Paris et Washington ont affiché lundi «une convergence de vues totale» sur le dossier nucléaire iranien et sur la nécessité d'imposer des «sanctions fortes» à l'Iran, à l'occasion d'une visite à Paris du secrétaire américain à la Défense, Robert Gates.

Au cours d'un entretien, le président français Nicolas Sarkozy et le chef du Pentagone «sont convenus que le temps était à l'adoption de sanctions fortes, dans l'espoir d'une reprise du dialogue» avec Téhéran, a annoncé dans la soirée la présidence française à la presse.

Tous deux ont jugé que «malheureusement, le temps des sanctions» était arrivé pour l'Iran «car la main tendue n'avait pas été saisie», a-t-on précisé de même source.

Le ministre français de la Défense Hervé Morin avait plus tôt indiqué, à l'issue de discussions sur l'Iran avec son homologue américain, que leur «convergence de vues» était «totale».

«Il sera nécessaire malheureusement d'engager un dialogue avec la communauté internationale qui mènera à de nouvelles sanctions si l'Iran ne cesse pas ses programmes» d'enrichissement d'uranium, avait ajouté M. Morin. Il n'y a «pas d'autre choix que de travailler à d'autres mesures» au sein du Conseil de sécurité de l'ONU, avait-il insisté.

«Nous sommes entièrement d'accord pour dire qu'une action de la communauté internationale est la prochaine étape», avait renchéri M. Gates au cours d'une conférence de presse commune avec son homologue français.

Ce durcissement de concert intervient après que l'Iran a officiellement notifié lundi à l'Agence internationale de l'énergie atomique (AIEA) sa décision de commencer à enrichir de l'uranium à 20% malgré les pressions internationales. Téhéran s'est néanmoins déclaré prêt à arrêter ce processus s'il obtenait des grandes puissances le combustible nucléaire qu'il réclame.

Le directeur de l'AIEA, Yukiya Amano, s'est déclaré lundi «inquiet» de la décision iranienne.

De son côté la Russie a haussé le ton en déclarant que l'Iran devait envoyer son uranium à l'étranger pour l'enrichir à 20%, et non le faire lui-même.

«Nous partons toujours du principe que la solution passe par la mise en oeuvre par l'Iran de l'accord de Genève d'octobre qui prévoit l'envoi à l'étranger pour enrichissement supplémentaire du combustible destiné au réacteur de recherche de Téhéran», a commenté le ministère russe des Affaires étrangères, cité par l'agence Interfax.

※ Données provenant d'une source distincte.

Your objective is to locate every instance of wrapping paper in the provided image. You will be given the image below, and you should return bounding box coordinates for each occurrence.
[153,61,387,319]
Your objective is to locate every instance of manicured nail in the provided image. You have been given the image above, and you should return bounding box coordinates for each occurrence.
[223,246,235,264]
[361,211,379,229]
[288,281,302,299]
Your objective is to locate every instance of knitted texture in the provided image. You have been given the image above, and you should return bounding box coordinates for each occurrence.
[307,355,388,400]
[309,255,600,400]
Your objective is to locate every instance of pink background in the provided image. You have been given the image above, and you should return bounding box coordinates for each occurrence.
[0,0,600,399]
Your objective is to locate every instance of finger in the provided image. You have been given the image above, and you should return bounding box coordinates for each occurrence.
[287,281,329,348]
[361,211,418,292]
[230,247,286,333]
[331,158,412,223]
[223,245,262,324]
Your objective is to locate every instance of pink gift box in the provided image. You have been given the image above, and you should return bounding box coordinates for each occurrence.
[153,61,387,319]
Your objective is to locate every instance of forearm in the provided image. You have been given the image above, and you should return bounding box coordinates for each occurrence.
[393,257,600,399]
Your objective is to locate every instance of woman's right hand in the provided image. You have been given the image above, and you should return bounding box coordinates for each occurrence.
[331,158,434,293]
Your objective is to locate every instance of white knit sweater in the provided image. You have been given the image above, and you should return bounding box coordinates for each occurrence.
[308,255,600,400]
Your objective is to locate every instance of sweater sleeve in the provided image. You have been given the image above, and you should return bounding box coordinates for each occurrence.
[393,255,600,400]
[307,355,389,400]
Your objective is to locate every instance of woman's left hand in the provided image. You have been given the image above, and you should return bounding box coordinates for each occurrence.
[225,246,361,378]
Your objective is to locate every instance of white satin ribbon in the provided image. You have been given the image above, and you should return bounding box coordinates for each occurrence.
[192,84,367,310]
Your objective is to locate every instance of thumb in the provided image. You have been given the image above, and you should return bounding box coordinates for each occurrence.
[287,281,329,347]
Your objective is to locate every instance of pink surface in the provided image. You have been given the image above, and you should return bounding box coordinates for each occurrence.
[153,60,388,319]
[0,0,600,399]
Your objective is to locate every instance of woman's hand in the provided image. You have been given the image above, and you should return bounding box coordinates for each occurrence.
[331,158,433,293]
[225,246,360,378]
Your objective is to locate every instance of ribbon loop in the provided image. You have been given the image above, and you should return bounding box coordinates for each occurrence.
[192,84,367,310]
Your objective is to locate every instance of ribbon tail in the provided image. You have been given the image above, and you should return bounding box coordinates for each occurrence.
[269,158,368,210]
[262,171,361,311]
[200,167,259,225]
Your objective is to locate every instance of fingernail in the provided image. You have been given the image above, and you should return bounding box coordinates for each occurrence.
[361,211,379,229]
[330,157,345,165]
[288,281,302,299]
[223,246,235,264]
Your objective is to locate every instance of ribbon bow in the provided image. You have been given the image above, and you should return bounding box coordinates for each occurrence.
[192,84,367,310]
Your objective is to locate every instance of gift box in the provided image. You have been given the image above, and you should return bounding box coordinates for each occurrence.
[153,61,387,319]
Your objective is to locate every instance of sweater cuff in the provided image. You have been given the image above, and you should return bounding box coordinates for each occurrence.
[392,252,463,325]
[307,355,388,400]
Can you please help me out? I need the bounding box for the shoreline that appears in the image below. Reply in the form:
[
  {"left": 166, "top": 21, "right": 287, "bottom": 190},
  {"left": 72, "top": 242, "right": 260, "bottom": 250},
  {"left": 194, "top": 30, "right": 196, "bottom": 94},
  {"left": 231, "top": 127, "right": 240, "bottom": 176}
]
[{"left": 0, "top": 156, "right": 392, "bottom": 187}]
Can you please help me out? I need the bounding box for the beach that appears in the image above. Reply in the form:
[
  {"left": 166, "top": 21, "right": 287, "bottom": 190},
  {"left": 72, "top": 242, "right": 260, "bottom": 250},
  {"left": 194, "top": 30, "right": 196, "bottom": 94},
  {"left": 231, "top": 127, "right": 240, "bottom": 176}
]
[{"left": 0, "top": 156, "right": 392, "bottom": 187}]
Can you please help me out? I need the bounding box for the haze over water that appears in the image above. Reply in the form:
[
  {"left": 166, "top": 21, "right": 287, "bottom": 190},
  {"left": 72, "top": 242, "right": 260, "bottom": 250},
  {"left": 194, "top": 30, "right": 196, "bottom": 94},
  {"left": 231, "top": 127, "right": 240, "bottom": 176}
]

«Nous ne pouvons pas appliquer autre chose hélas ! que des sanctions puisque la négociation n'est pas possible», a estimé lundi le chef de la diplomatie française, Bernard Kouchner, tout en jugeant que les Iraniens «ne sav(ai)ent pas fabriquer du combustible» pour leur réacteur nucléaire de recherche à partir d'uranium enrichi à 20%.

M. Kouchner a reconnu que la France ne disposait pas actuellement à l'ONU de voix suffisantes pour faire adopter une nouvelle résolution pendant sa présidence en février du Conseil de sécurité de l'ONU. «Il faut neuf voix positives, nous ne sommes pas sûrs de les avoir maintenant».

«Nous n'avons pas encore convaincu les Chinois», a reconnu le ministre, qui avait reçu longuement la semaine dernière à Paris son homologue chinois, Yang Jiechi.

Favorable à une poursuite du dialogue avec l'Iran, la Chine n'avait pas encore réagi à l'annonce de Téhéran, poussant les États-Unis à craindre un blocage, d'autant que leurs relations avec Pékin se sont refroidies après une vente d'armes américaines à Taïwan.

La communauté internationale, en particulier les pays occidentaux, craignent que l'Iran ne cherche à constituer un arsenal nucléaire, pour lequel de l'uranium enrichi à 90% est nécessaire, ce que Téhéran a toujours démenti.